Moeilijkheidsgraad-specifiek

Moeilijkheidsgraad-specifieke regels en richtlijnen zijn enkel van toepassing op de moeilijkheidsgraad waarvoor ze zijn opgesteld en zijn daardoor niet van toepassing op elke osu!taiko moeilijkheidsgraad. Ritme-gerelateerde regels en richtlijnen zijn van toepassing op beatmaps met ongeveer 180 BPM en met 4/4 maatsoort. Als jouw muziek veel sneller of trager is, zullen sommige variabelen anders zijn, zoals aangegeven in Scaling BPM on the Ranking Criteria.

Kantan

Regels

  • Als een 1/2-patroon wordt gebruikt, moeten de patronen simplistisch blijven en worden gevolgd door een rustmoment. Finish-noten mogen niet in patronen als zoals deze worden gebruikt. Voor nummers die een walsritme volgen is deze limiet 1/3.
  • Patronen op snaps die sneller dan 1/2 zijn, zijn niet toegestaan. Deze patronen zijn te complex voor beginnende spelers. Voor nummers die een walsritme volgen is deze limiet 1/3.

Richtlijnen

  • 1/1 patronen mogen niet langer zijn dan zeven noten. Alles wat langer is, is waarschijnlijk te belastend voor beginners. Patronen zoals deze moeten worden gevolgd door een rustmoment.
  • De hoofdsnapping moet vooral bestaan uit 2/1, 4/1 of tragere ritmes. Af en toe is het gebruik van 1/1-ritmes acceptabel.
  • Er moet minstens 1/2 afstand zijn tussen een spinner en zijn vorige noot. Dit is om ervoor te zorgen dat ze elkaar niet overlappen en om de leesbaarheid te garanderen.
  • Minstens 1 rustmoment dat 3/1 of langer is moet na 16/1 tot 20/1 continu mappen worden ingevoegd. Het gebruik van minder frequente rustmomenten is acceptabel als het tempo van de muziek de rustmomenten contra-intuïtief maakt of als het continu gemapte deel in het algemeen vergevingsgezinder is voor de speler.
  • Slider velocity veranderingen moeten voorzichtig worden gebruikt. Veranderingen moeten alleen gebeuren voor delen met verschillende tempo's en de schuifsnelheid mag niet drastisch veranderen.

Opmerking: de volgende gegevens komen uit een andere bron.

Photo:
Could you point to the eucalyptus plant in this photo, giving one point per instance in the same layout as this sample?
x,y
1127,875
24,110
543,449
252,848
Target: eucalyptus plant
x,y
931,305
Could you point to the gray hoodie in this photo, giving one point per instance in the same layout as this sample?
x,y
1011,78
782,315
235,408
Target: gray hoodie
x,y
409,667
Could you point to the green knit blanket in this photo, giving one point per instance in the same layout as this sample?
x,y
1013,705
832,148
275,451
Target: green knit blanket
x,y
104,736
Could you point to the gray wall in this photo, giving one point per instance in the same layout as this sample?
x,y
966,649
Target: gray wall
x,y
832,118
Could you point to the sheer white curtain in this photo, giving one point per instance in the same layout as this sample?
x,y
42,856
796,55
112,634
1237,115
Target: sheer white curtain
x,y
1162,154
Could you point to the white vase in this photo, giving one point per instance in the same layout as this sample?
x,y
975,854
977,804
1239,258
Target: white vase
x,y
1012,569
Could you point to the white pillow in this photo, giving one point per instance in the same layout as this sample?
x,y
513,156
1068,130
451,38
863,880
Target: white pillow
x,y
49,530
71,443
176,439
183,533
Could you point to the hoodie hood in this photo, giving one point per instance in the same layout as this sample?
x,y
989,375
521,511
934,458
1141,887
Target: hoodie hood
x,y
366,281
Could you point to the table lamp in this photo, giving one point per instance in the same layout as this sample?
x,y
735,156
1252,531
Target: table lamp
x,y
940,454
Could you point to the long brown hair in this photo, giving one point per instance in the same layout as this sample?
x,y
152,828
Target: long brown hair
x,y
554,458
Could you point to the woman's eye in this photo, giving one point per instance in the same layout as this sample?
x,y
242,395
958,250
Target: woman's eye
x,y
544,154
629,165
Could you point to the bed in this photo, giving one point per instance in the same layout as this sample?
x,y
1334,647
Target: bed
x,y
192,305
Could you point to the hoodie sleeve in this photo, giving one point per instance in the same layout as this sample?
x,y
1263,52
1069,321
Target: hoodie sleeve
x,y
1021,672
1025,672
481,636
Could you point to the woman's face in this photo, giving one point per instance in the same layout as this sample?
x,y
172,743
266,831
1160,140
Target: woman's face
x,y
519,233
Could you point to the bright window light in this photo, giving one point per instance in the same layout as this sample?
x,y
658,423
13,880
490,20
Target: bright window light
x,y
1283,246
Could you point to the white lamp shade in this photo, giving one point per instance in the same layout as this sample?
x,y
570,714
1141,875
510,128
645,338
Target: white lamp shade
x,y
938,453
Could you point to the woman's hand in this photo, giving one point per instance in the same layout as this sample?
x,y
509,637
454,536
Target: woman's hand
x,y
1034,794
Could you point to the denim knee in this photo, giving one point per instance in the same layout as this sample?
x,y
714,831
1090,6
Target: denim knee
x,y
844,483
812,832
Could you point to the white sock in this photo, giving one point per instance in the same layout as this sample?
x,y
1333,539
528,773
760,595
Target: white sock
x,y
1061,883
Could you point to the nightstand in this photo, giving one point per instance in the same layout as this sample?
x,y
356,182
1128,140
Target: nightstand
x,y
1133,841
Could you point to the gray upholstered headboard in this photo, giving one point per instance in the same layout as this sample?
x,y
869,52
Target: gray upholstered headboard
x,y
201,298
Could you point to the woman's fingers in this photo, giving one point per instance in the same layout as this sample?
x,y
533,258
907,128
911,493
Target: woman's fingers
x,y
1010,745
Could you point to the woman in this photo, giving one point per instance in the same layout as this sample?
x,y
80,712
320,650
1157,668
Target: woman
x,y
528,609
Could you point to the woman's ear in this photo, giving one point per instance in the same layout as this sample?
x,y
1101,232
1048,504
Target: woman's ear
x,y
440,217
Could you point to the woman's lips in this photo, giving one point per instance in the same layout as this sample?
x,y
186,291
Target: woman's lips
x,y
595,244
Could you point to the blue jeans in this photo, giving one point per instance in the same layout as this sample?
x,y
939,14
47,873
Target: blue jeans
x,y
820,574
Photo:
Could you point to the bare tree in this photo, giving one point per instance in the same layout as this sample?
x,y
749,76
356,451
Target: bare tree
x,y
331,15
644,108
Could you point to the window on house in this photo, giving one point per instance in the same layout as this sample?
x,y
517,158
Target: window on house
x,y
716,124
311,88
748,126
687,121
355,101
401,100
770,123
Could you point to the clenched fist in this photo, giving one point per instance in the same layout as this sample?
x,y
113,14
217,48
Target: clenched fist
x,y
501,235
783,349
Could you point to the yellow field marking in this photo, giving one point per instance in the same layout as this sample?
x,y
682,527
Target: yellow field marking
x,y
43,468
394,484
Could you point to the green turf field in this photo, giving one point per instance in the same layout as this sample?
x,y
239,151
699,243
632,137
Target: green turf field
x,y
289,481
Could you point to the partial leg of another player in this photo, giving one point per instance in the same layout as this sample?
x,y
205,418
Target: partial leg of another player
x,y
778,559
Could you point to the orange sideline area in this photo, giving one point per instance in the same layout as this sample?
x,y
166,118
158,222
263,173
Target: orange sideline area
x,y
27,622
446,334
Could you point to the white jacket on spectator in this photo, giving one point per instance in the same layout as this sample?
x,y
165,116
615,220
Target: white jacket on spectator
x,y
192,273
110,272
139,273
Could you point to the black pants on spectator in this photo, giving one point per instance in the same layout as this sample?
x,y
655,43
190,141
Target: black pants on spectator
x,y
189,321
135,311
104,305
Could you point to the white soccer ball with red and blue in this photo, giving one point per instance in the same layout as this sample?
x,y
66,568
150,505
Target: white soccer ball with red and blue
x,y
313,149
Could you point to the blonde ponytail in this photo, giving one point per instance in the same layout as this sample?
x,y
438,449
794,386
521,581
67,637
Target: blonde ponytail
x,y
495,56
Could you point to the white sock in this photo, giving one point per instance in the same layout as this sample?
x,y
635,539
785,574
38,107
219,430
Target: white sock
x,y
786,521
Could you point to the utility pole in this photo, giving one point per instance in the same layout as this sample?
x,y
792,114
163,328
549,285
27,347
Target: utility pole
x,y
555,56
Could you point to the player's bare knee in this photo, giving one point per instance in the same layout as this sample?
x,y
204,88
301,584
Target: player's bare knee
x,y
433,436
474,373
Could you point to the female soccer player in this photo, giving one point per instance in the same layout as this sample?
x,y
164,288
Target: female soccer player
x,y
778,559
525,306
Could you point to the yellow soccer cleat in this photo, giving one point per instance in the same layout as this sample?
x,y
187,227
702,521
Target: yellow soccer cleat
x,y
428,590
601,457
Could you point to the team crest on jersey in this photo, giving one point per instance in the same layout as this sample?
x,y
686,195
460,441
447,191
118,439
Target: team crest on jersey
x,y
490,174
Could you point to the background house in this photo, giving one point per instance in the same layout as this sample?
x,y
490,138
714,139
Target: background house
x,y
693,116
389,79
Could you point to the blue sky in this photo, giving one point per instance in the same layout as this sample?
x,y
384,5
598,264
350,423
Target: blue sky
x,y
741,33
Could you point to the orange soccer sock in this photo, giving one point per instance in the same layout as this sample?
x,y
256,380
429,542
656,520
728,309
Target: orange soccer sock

Richtlijnen voor moeilijkheidsgraadinstelling

  • De algemene moeilijkheidsgraad (overall difficulty) moet 4 of minder zijn.
  • De HP-drainsnelheid (HP drain rate) moet 6 of meer zijn. Bij hogere nootaantallen kan de HP Drain Rate aangepast worden tot iets lager dan 6.

Futsuu

Regels

  • Als een 1/3-patroon wordt gebruikt, moeten de patronen simplistisch blijven en worden gevolgd door een rustmoment. Finisher noten mogen niet in patronen als zodanig worden gebruikt.
  • Patronen op snaps die sneller dan 1/3 zijn, worden niet toegestaan. Deze patronen zijn te complex voor beginnende spelers.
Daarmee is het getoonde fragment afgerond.